Ainda que o ritmo da marcha fosse eficaz, ela cessava antes que o Sol tocasse o horizonte. A luz dourada do entardecer banhava os campos, projetando sombras longas que se estendiam como dedos sobre o solo. Era o momento ideal para erguer o acampamento — um ritual que os soldados executavam com precisão quase sagrada. 

Tendas eram abertas, fogueiras acesas, e o cheiro de ferro e suor se misturava ao da lenha queimando. 

Enquanto os soldados descansavam e partilhavam suas rações, os Cavaleiros usavam esse tempo para instruir o grupo que viajava ao lado deles. 

— Pois bem — começou Arturo, cruzando os braços à frente do corpo, observando os jovens que o cercavam. — Vocês ao menos sabem o que é a Essência? 

— É a energia da alma — respondeu Sebastian, sem hesitação. — Enquanto Mana vem da mente e Estamina do corpo. 

— Exatamente. Alguns de vocês já aprenderam a manipular a Estamina, outros dominam a Mana. Devem perceber, então, que os princípios são semelhantes. 

Sua voz ficou mais grave, o tom adquirindo peso.  

— Mas compreender a Essência é algo completamente diferente. Usamos corpo e mente o tempo todo... a alma, por outro lado, é um território inexplorado. 

Os ouvintes se entreolharam, tentando imaginar o que isso significava. Alguns visualizaram a alma como algo físico — um músculo oculto, que precisava ser treinado e fortalecido. Outros a viam como uma porta, uma fronteira invisível que exigia força e fé para ser atravessada. 

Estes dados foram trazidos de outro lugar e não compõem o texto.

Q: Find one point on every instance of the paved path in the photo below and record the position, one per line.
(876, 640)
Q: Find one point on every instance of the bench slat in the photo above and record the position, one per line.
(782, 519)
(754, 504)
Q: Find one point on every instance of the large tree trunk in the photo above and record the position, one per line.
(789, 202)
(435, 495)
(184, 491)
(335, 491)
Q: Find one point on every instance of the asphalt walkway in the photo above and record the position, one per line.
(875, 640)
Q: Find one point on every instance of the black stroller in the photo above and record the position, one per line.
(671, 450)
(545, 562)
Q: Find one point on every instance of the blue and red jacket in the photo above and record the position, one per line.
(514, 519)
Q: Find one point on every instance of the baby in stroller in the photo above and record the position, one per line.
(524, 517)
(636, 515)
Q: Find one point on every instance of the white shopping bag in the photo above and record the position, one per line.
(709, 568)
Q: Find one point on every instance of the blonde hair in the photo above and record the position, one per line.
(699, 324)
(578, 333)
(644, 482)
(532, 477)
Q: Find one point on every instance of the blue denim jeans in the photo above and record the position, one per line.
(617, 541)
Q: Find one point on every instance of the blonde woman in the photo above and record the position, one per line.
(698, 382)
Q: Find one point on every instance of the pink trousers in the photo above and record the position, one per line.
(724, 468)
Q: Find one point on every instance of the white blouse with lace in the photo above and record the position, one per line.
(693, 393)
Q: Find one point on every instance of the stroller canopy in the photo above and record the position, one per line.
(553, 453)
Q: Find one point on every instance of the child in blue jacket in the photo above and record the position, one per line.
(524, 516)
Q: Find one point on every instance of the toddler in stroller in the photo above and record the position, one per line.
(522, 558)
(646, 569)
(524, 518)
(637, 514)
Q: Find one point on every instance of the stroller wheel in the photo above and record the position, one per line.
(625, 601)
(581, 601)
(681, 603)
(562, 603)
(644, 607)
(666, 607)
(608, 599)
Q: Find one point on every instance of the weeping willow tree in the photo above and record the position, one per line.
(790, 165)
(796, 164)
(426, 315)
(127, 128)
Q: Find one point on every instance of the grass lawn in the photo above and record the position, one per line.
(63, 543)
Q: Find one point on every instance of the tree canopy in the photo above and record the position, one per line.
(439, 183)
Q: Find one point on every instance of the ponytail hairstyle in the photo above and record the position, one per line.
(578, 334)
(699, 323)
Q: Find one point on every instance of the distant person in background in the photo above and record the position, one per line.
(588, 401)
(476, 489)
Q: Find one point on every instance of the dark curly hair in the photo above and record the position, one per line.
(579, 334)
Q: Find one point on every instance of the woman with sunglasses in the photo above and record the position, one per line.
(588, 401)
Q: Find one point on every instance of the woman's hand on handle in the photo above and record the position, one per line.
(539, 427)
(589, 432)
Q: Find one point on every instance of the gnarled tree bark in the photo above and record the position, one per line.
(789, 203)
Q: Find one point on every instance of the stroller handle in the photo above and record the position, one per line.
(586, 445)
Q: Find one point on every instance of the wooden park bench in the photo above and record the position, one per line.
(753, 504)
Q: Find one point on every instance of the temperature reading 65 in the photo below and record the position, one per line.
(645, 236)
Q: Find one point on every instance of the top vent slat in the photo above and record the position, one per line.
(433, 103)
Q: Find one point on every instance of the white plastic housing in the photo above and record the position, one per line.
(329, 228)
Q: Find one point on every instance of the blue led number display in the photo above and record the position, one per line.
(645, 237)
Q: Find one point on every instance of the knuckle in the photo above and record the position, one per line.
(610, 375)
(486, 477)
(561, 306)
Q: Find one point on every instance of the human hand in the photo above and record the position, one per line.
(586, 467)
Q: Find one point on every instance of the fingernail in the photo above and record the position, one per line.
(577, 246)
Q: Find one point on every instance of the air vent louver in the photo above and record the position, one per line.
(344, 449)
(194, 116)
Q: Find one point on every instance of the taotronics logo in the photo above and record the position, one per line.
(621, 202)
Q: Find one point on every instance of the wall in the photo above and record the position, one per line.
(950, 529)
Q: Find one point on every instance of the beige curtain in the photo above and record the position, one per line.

Arturo fez uma pausa, observando as expressões pensativas. 

— Existem alguns entre vocês que, ainda que por acidente, conseguiram vislumbrar o poder da Essência. KenshiroErina e Fox, por exemplo. — Ele os fitou um a um. — No entanto, apenas dois de vocês foram capazes de tocá-la com verdadeira maestria. 

Estou falando de Takashi e Zhen. 

Um murmúrio percorreu o grupo. Takashi e Zhen se entreolharam, confusos, antes de darem alguns passos à frente. O brilho da fogueira refletia em seus rostos, revelando surpresa e uma pitada de nervosismo. 

— É obrigação de vocês — disse Arturo, num tom firme —, tentar explicar, da melhor forma possível, a sensação de usar a Essência. 

Takashi franziu o cenho, claramente desconfortável. 

— Com todo o respeito, senhor... eu não faço ideia do que esteja falando — Olhou em volta, tentando rir de si mesmo. — No caso do monge, eu até entendo. Mas eu? 

Zhen respirou fundo antes de falar. Sua voz saiu baixa, introspectiva. 

— Eu também não tenho controle pleno da minha Essência. Às vezes ela simplesmente... surge. Depende da situação, do meu humor, até do caos ao redor. 

Lance, que até então observava em silêncio, deu um passo à frente. Sua presença sempre acompanhada de curiosidade e admiração. 

— Seus companheiros contam com vocês — disse ele, com serenidade. — Deem o seu melhor. Nesse momento, até a pior das explicações é melhor do que o nada. 

Takashi ainda permanecia em silêncio, os olhos vagando entre as árvores próximas. Seu semblante carregava um misto de dúvida e frustração, por não compreender o que todos pareciam esperar dele. 

Enquanto isso, Zhen, percebendo a hesitação do companheiro, respirou fundo.  

O vento do entardecer agitava suavemente as bordas de sua roupa, e por um instante ele fechou os olhos, tentando recuperar lembranças antigas, ecos da voz de seu pai. 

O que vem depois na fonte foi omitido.